As I said from the start, I was 20 years old when I was arrested. Today I’m 53, soon to be 54 and I’m still incarcerated. I now spend my time taking classes to continue to grow, but I also teach classes because I believe that’s what God has called me to do. I’m still running, but no longer away from life, I’m running headlong into it. Doing everything I can to become the man I was meant to be and to help others see the potential in who they are also.

I feel that there is a need for people who have been through hardships to help guide those that are just starting to go through it. Sometimes us old timers forget what it was like to come to prison for the first time but we need to be there for the new guys coming in.

I put my faith in Jesus because I believe that true freedom and peace is based on a strong spiritual connection to God through Christ, guided by spiritual principles that puts each of us in a position to set, reach and achieve the life God intended for us and the perseverance and endurance we need to drive on when we face obstacles that try to hinder us from reaching our purpose. I’m freer now than I have been since I was a child, but I had to learn what freedom was, and it’s not a destination.

Until I was able to give up who I wasn’t, God could not give me the freedom to become who He created me to be. So if you want true freedom and real peace, choose Christ. John 8:36 says “Who the son sets free is free indeed.”

There is a song they sing at Church of the Highlands with lyrics that say “There’s a calm that covers me as I kneel down at your feet, it’s a place where I find freedom.”

Are we the people God intends for us to be or are we the people the world says we are. 1John 4:4 says “For you dear children are of God, and have overcome them, for He that is in you is greater than he that is in the world.”
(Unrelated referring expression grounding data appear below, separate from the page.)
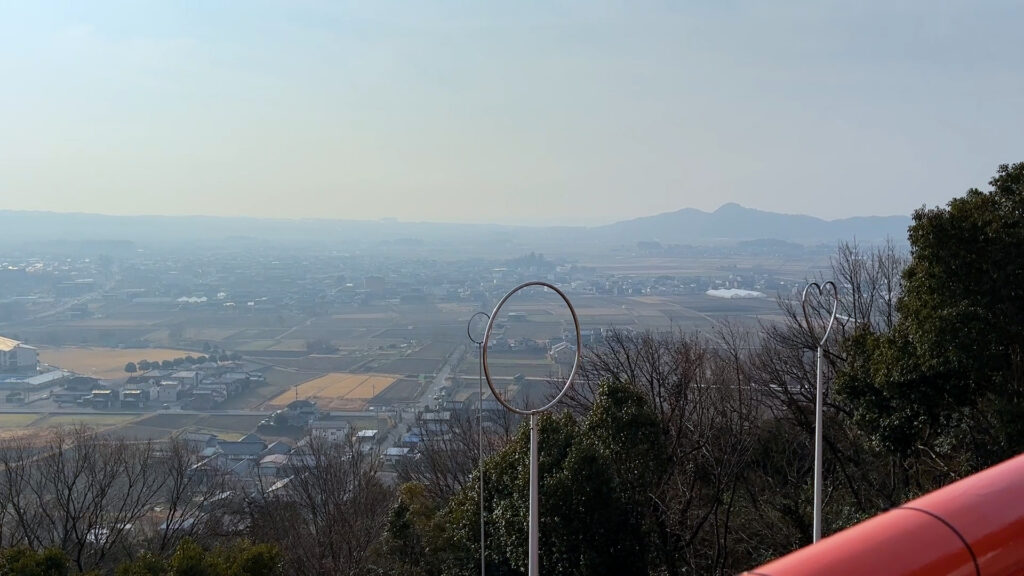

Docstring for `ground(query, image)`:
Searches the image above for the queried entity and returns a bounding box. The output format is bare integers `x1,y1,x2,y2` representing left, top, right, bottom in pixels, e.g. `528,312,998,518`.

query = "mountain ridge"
0,203,911,248
597,203,909,243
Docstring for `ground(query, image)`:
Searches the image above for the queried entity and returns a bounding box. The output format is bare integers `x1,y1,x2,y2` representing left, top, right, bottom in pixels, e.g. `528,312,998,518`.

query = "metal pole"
813,345,823,543
529,413,539,576
467,311,490,576
479,282,582,576
802,280,837,545
479,341,486,576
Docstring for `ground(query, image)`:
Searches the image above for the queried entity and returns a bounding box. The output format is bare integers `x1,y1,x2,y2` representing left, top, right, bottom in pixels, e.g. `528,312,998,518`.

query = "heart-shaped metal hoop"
481,281,582,416
801,281,839,348
467,311,490,345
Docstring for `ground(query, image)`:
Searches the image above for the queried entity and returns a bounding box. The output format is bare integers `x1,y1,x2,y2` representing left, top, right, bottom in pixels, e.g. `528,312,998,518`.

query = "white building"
158,381,181,402
310,420,351,443
0,337,37,372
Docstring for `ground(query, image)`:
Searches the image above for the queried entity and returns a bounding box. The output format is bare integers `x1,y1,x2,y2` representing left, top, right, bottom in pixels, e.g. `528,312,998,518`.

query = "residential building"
0,337,36,372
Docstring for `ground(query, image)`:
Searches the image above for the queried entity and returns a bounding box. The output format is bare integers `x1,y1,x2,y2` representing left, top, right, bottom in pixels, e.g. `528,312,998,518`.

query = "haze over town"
1,2,1023,575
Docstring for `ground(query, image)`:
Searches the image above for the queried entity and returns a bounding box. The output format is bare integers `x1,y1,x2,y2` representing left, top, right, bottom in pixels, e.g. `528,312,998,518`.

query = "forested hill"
596,202,910,244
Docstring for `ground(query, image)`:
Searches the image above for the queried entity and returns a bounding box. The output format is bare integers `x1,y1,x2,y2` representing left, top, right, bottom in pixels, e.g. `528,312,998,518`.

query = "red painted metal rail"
741,453,1024,576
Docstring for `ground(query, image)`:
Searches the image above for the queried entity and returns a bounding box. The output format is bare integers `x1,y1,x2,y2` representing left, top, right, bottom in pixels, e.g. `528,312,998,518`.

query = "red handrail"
741,453,1024,576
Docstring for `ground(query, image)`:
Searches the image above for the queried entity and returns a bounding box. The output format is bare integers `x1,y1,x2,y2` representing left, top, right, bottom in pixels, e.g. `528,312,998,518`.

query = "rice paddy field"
266,372,399,411
38,347,194,378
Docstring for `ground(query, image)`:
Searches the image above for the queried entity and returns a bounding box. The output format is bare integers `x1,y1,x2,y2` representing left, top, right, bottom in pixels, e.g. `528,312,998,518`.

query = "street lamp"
801,281,839,543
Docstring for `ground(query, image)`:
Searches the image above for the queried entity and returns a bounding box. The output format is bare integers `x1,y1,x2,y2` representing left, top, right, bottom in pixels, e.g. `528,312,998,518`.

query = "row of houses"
184,425,407,496
52,364,262,409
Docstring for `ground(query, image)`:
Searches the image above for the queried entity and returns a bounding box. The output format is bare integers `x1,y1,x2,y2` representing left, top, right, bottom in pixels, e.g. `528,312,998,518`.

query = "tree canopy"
838,162,1024,472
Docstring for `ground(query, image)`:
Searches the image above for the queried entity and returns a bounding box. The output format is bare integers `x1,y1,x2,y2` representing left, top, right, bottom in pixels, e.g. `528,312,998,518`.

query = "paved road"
418,343,466,410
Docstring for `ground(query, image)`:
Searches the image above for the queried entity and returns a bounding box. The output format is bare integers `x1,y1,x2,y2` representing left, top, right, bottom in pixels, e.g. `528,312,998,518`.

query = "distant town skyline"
1,2,1021,226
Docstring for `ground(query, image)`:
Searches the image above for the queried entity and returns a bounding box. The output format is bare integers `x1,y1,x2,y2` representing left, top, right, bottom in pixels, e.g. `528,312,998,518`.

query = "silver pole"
801,281,838,545
529,413,539,576
480,281,582,576
479,341,486,575
813,346,823,543
467,311,490,576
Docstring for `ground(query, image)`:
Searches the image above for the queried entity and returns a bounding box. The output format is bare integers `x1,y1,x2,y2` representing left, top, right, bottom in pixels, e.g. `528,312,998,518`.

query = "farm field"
36,414,140,428
219,368,323,410
369,378,423,405
0,412,143,441
38,347,193,378
267,355,364,372
266,372,399,411
0,414,45,428
109,413,267,441
409,342,456,358
377,357,442,376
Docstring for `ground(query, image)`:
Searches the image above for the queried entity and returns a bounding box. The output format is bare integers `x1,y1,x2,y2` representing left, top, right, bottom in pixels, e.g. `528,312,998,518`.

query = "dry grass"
39,347,193,378
0,414,44,428
34,414,140,428
0,413,139,442
266,372,398,411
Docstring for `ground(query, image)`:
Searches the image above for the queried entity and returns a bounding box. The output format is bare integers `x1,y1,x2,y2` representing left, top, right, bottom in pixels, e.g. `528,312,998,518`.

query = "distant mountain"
597,203,910,244
0,203,910,255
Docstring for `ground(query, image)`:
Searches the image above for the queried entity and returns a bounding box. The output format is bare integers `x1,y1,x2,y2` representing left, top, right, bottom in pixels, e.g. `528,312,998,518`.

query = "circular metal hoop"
801,281,839,348
481,281,582,416
467,311,490,345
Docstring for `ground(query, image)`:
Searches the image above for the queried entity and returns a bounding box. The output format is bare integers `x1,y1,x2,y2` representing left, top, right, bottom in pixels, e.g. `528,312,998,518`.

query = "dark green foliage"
378,483,444,576
437,381,662,576
0,548,69,576
837,162,1024,472
112,540,283,576
115,552,166,576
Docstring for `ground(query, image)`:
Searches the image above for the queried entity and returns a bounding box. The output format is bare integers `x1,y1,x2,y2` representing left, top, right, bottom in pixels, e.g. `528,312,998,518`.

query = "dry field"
266,372,399,411
109,413,266,441
36,414,140,428
39,347,193,378
0,413,142,442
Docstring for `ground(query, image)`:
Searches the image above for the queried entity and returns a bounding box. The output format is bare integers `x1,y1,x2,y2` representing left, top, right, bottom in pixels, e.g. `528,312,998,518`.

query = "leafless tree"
571,327,760,574
142,437,235,555
749,239,913,542
245,435,394,576
0,426,169,572
396,406,518,504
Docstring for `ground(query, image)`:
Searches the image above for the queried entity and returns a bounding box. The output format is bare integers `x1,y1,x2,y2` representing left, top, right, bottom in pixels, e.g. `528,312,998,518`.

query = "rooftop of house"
182,432,218,442
550,342,577,353
0,337,23,352
262,440,294,455
260,454,289,466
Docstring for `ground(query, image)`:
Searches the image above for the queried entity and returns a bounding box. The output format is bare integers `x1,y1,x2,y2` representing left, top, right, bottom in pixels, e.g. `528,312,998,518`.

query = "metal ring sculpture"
467,311,490,345
801,281,839,347
481,281,582,416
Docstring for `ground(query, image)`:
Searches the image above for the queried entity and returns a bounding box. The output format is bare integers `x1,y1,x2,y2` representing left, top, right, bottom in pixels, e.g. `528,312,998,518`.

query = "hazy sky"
1,2,1021,226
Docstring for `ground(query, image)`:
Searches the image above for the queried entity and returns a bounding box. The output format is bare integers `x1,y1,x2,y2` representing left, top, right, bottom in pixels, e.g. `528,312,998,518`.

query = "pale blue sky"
1,1,1021,225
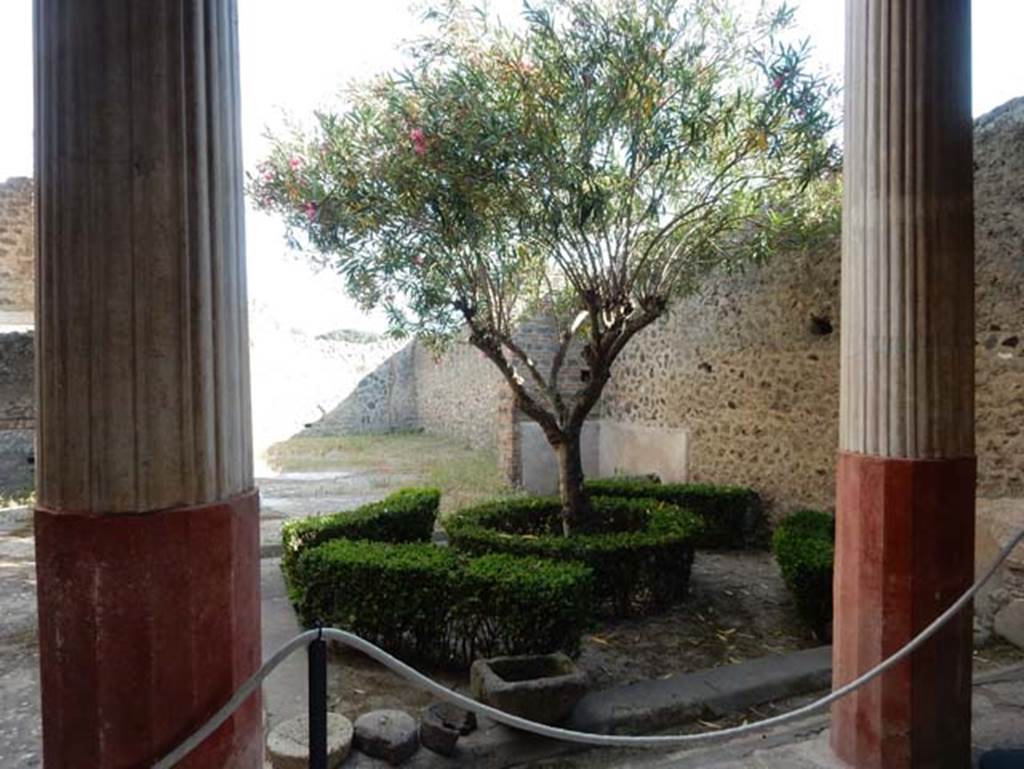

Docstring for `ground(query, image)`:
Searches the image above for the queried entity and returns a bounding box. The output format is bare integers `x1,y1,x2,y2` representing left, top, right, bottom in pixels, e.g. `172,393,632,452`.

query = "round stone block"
353,709,419,765
266,713,354,769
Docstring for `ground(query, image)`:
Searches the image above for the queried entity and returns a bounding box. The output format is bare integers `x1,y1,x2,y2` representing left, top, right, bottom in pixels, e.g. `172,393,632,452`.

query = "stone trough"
470,652,589,726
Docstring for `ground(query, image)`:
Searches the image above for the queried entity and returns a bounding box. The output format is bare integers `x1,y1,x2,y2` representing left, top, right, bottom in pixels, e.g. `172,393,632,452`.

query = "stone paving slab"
568,645,832,735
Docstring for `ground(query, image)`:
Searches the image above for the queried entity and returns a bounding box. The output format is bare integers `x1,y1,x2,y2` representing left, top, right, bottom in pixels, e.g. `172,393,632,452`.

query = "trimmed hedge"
281,487,440,583
772,509,834,640
444,495,703,617
290,539,595,666
584,477,766,549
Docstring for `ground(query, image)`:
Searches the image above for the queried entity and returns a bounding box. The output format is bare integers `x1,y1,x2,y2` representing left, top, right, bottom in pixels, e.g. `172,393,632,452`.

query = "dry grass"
266,430,514,513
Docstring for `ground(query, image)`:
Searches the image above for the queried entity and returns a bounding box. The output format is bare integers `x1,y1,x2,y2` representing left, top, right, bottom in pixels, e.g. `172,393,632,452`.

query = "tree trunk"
556,430,591,536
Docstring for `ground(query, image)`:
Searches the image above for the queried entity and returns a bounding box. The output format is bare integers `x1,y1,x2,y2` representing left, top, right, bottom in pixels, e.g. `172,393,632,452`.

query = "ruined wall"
310,313,588,457
0,332,35,496
603,248,840,512
0,177,34,316
603,98,1024,515
413,335,507,452
309,342,420,436
0,177,35,496
971,98,1024,638
412,313,591,452
974,98,1024,500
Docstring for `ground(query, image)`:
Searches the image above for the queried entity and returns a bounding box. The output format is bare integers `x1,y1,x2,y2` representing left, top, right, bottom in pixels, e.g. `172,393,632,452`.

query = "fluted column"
33,1,261,767
833,1,975,767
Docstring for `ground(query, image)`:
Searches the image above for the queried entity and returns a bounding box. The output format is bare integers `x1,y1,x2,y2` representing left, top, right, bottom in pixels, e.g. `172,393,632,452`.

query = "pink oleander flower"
304,200,318,220
413,253,425,267
773,75,784,91
409,128,428,156
289,157,302,170
262,169,274,182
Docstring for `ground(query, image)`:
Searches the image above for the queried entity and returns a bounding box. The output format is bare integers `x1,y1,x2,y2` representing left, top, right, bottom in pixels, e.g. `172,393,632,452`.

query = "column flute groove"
839,0,974,460
35,0,254,514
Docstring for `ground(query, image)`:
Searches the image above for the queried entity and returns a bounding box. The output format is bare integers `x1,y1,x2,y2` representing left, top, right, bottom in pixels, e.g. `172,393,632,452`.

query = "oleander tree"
251,0,840,535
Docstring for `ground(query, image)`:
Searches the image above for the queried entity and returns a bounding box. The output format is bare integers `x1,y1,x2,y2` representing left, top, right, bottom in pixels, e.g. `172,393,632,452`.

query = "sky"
1,1,1022,335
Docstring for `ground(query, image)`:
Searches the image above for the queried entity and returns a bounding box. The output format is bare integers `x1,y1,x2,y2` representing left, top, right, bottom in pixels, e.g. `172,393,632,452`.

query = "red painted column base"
34,491,263,768
831,452,975,769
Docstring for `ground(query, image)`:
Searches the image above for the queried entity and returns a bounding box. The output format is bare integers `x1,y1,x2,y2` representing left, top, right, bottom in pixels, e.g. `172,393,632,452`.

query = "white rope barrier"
154,524,1024,768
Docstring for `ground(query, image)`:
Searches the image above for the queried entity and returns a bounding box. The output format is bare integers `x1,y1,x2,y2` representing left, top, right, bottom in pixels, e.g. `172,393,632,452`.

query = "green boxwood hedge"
281,487,440,583
584,477,766,549
290,539,595,666
444,495,703,617
772,509,834,640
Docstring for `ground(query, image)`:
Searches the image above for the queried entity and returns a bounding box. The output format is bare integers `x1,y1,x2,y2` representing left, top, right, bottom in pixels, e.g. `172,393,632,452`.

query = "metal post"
308,627,328,769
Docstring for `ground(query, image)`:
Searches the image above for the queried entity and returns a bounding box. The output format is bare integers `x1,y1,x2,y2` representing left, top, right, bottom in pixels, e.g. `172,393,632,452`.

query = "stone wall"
602,246,840,513
0,177,34,316
308,342,420,436
0,332,35,496
602,98,1024,516
970,98,1024,639
974,98,1024,500
314,314,590,454
0,177,35,496
413,335,507,451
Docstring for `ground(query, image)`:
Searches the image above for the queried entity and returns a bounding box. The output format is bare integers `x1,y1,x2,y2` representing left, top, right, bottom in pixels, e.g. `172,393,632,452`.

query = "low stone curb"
568,645,833,735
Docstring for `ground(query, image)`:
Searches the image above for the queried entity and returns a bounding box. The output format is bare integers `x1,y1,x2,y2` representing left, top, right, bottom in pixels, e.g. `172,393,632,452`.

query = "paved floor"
512,664,1024,768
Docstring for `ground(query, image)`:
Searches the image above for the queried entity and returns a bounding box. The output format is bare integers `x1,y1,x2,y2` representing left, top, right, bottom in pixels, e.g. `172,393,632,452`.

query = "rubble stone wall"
0,177,34,314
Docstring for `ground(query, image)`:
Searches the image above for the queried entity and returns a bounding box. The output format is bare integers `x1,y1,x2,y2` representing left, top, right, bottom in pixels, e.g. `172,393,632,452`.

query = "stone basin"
470,652,588,725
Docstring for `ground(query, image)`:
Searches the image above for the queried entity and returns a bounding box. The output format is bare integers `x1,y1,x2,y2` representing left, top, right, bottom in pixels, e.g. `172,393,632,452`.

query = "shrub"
445,495,703,617
585,477,766,549
291,539,456,660
290,539,595,666
456,554,595,661
281,487,440,584
772,509,834,640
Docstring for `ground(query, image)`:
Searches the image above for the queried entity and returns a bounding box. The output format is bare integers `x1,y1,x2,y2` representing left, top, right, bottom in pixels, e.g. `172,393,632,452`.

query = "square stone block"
470,652,588,725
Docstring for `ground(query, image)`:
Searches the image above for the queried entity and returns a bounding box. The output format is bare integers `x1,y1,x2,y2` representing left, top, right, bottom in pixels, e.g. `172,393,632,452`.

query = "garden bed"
283,488,595,667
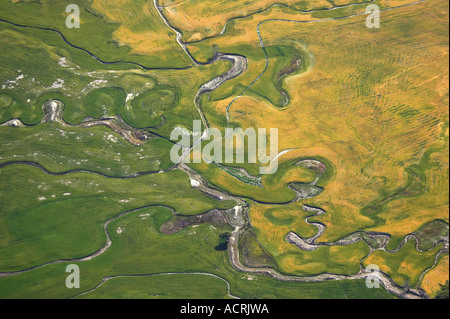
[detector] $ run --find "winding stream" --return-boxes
[224,0,429,121]
[0,0,444,300]
[72,272,240,299]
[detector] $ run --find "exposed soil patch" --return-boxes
[12,99,156,146]
[296,159,327,175]
[276,56,301,83]
[275,54,301,106]
[160,209,232,235]
[81,114,154,146]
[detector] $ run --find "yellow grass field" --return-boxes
[364,240,443,287]
[249,201,370,276]
[186,0,448,282]
[421,255,449,297]
[159,0,333,42]
[1,0,447,300]
[91,0,192,63]
[216,0,447,236]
It’s important for us to know that if we have accepted Christ, want to accept Christ, or don’t know, but are looking for something, anything to give you that peace you’re looking for. That Christ, in you, can and will overcome all things. No matter what the world says, no matter what the DOC says, or the judges, or DA’s or the guys back in the dorm. God says different. We can overcome anything through Him. Even when things seem hard to accept or deal with, remember we can overcome anything through him.

We are redeemable. We just have to want to be redeemed.